One of his retailers, Carol Reeves, owner of The Flower Basket and Gift Boutique in Cottage Grove, said how happy she is to partner with Saldana and that they “love to carry locally made products in our store.”
ShariAnn Claric, manager at Dandelion Flowers in Eugene said that the whole staff really appreciates Saldana’s inventiveness with flavors and his openness to input about those flavors. Bigfoot Fudge does an “excellent job” providing seasonal flavor options and that Saldana always surprises them with the amount of flavor varieties for their clients to choose from.
“He is so excited about his fudge whenever we talk with him; we always look forward to sampling his next new invention. We love Johnny’s smile and genuine eagerness to create an amazing flavor experience for his customers,” Claric said, adding that she consulted her staff for their thoughts on Saldana.
Making fudge is a relatively easy three-step process, said Saldana, who can make a 33-pound batch in an hour. He has moved away from using the stove top to make the candy and instead uses a kettle. He explained that after creating a base, which is either plain or chocolate fudge, he will then add other flavorings, coloring and nuts, as well as his signature Bigfoot swirls.
“People before me have figured it out to make it easy for me,” he said.
Although he now has the process ironed out, Saldana said there was a learning curve and challenge to streamline the business. His first big kettle took around six hours.
“It was all day, it seemed like,” he said. “I couldn’t believe it.”
Every day he said he tries something new to create better than the day before. He gets his ideas of flavorings from friends and family, or if he finds something he likes he will try to replicate that into a fudge.
Going forward, Saldana has big plans for Bigfoot Fudge. His main focus at the moment is updating his website and e-commerce, especially as he’s getting more online traffic. He also is working with the Made in Oregon stores to get his fudge featured, especially at the airport, and he wants to sign with another large contract in the future too.

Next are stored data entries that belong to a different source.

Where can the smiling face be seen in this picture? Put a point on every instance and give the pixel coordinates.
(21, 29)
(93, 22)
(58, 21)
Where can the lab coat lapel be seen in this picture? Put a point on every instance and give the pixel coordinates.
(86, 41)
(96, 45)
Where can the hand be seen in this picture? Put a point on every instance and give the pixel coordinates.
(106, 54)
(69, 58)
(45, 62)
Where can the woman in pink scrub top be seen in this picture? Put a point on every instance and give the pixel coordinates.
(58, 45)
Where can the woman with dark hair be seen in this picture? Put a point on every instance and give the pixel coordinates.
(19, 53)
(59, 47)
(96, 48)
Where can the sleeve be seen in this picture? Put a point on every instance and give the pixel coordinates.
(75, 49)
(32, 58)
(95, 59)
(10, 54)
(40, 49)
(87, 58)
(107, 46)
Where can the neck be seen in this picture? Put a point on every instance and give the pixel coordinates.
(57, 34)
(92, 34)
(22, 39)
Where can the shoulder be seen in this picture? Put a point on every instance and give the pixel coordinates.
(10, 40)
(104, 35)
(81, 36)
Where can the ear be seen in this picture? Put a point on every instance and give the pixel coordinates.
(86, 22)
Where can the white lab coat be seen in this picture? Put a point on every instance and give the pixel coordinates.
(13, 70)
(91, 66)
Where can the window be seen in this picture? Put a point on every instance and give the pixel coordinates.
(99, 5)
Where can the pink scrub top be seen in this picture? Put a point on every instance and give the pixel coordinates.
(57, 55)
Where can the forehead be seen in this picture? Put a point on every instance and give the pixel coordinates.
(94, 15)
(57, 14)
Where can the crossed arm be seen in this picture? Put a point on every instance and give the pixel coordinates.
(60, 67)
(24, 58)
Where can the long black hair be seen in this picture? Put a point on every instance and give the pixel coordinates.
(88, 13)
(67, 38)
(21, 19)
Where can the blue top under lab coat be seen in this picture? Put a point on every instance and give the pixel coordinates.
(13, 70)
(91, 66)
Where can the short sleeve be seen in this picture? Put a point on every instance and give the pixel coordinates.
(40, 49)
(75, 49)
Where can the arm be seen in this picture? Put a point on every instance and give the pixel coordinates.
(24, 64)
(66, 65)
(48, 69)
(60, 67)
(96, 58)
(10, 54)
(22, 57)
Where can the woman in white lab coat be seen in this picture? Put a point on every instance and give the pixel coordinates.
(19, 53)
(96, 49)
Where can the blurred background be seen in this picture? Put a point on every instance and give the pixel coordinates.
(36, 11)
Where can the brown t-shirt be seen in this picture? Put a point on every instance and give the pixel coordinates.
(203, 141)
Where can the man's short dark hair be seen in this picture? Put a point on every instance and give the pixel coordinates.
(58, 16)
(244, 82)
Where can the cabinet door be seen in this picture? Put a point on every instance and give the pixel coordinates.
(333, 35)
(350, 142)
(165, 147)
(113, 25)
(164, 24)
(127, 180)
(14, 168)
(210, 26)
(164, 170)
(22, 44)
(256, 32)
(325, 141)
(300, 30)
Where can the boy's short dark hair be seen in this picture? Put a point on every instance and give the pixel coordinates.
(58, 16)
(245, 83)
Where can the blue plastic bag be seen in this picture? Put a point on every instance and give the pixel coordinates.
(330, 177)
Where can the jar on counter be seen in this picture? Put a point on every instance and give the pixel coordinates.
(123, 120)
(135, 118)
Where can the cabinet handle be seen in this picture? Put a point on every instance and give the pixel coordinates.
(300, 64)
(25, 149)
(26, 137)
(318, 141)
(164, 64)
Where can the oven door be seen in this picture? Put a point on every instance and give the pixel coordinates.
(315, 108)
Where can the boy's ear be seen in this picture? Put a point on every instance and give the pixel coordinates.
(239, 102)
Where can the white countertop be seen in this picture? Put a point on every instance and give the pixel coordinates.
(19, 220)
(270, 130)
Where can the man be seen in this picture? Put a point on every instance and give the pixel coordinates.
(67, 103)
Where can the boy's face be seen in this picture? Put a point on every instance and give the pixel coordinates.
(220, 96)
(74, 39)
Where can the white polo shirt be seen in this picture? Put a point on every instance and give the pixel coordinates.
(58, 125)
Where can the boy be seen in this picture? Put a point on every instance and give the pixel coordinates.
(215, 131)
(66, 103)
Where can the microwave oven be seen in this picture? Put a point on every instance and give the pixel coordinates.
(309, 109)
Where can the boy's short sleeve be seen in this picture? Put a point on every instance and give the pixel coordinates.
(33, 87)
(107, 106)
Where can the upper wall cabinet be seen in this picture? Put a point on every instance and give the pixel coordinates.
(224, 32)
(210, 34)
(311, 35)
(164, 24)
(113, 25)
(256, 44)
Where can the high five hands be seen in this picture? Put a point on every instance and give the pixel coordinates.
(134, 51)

The biggest project Saldana’s working on, however, will be expanding Bigfoot Fudge Factory’s shop to include old-fashioned scooped ice cream that he will partner with Prince Pückler’s in Eugene to provide. Saldana is saving up now to buy a big freezer, but he said with his business being debt-free he waits until he can afford a purchase before he makes it.
Beyond fudge being rewarding in itself, Saldana said that it’s the smiles he gets from people and the ability to meet new people every day that means the most to him.
“You take a bit out of the fudge and you just kind of smile,” he said, “and that makes me feel pretty darn good.”